15.BÖLÜM

20.4K 871 21
                                    

ATEŞ'TEN

Sinem'i evden alıp depoya sürmeye başladım. Bir çok soru soruyordu ama ona cevap vermek yerine işime bakıyordum. Depoya geldiğimizde arabandan indim ve onu dışarı çıkardım.

"Nereye geldik ya! Ben eve dönmek istiyorum"

"Fazla konuşma! Nereye kadar kandıracaktın ha beni oyun bitti. Sinem Acar!" Dediğimde kolundan tutup depoya doğru ilerledik. İçeri girdiğimde Çetin Acar tam karşımda sandalyeye bağlı bir şekilde oturmuş duruyordu.
Sinem'i de adamlara verdikten sonra bir sandalye çekip Çetin'in karşısına oturdum. Biraz sonra Sinem'i de bağlamışlardı. Adamlarımın dışarı çıkmasını istedim bir tek Ali kalmıştı. Ali zaten biliyordu her şeyi benim kardeşim gibiydi bütün sırlarımı o bilirdi ona güvenim tamdı zaten Zeyşan'ı ilk bilende oydu.

Oturduğum yerden kalktım ve Çetin'e doğru bir kaç adım attıktan sonra

"Oyun bitti Çetin Acar.

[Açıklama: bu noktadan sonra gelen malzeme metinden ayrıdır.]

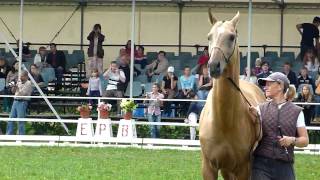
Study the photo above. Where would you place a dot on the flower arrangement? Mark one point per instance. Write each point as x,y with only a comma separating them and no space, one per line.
104,109
128,106
84,110
102,106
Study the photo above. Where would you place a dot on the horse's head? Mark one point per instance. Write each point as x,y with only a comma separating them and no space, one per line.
222,43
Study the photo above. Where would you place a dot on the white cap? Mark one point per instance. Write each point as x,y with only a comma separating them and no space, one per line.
170,69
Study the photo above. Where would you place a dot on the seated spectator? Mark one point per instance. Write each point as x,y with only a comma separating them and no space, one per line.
308,110
158,66
289,73
41,58
310,61
19,107
265,71
140,57
304,78
202,61
169,88
252,78
257,69
34,71
25,50
57,60
122,52
193,114
204,84
154,111
116,78
128,48
94,86
187,83
4,68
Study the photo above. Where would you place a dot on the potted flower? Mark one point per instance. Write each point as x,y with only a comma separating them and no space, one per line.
84,110
128,106
104,109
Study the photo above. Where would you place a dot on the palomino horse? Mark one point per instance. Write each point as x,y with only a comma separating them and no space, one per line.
228,130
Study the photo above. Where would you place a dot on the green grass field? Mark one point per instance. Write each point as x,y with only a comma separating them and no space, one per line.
116,163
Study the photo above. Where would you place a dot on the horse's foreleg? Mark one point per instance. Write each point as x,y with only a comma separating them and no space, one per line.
208,172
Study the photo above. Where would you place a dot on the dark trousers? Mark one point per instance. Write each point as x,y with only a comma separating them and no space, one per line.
270,169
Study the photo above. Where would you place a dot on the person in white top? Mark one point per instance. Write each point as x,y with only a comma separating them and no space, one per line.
116,79
283,127
94,86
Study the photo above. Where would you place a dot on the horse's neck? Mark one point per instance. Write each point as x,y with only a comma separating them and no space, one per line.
226,97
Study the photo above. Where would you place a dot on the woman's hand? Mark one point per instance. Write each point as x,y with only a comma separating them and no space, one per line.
286,141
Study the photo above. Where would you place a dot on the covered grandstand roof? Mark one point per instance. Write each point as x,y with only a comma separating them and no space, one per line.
291,4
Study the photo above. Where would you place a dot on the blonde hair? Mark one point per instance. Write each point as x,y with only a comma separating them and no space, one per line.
290,93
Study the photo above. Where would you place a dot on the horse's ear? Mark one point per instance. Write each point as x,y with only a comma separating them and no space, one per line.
212,19
235,19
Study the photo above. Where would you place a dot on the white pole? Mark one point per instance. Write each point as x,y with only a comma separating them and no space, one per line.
20,38
133,16
249,38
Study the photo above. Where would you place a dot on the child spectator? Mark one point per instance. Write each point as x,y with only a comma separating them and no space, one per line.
158,66
154,111
308,110
94,86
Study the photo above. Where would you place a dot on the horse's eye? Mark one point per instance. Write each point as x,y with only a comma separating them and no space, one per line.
232,37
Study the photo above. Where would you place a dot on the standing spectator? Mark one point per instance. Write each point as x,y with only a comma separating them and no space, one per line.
124,66
94,86
34,71
25,50
57,60
310,61
116,78
11,81
265,72
308,110
153,111
19,107
204,84
169,88
304,78
289,73
158,66
41,58
283,128
95,50
257,69
4,68
140,57
309,33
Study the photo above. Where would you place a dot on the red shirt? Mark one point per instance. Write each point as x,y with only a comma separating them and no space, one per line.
203,59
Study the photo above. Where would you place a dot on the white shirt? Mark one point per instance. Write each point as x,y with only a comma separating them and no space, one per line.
114,79
300,121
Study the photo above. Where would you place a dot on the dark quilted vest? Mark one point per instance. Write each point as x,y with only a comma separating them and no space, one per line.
272,117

Bebek benden değil biliyorum"dedikten sonra Sinem'in telefon konuşmasını dinlettik. Her şeyi planlamıştım. Ses kaydını bulmak zor olmuştu ama oldu işte. Konuşmaları dinledikten sonra yeğenine doğru baktı Çetin oldukça sinirliydi.

"Boşuna kızı korkutma Çetin bu işte bütün suç senin"

"Sen benim kızımı öldürdün! Unutacağımı mı sandın?"

"Haklısın bak Sanem'i öldürdüm ama o da senin yüzünden öldü. Sen kendi kızını bana yolladın unutma! Sanem'in ölüm sebebi de sensin!"

"Ne saçmalıyorsun sen! Kızım benim yüzümden ölmedi! Sırf bir ihale için öldürdün onu"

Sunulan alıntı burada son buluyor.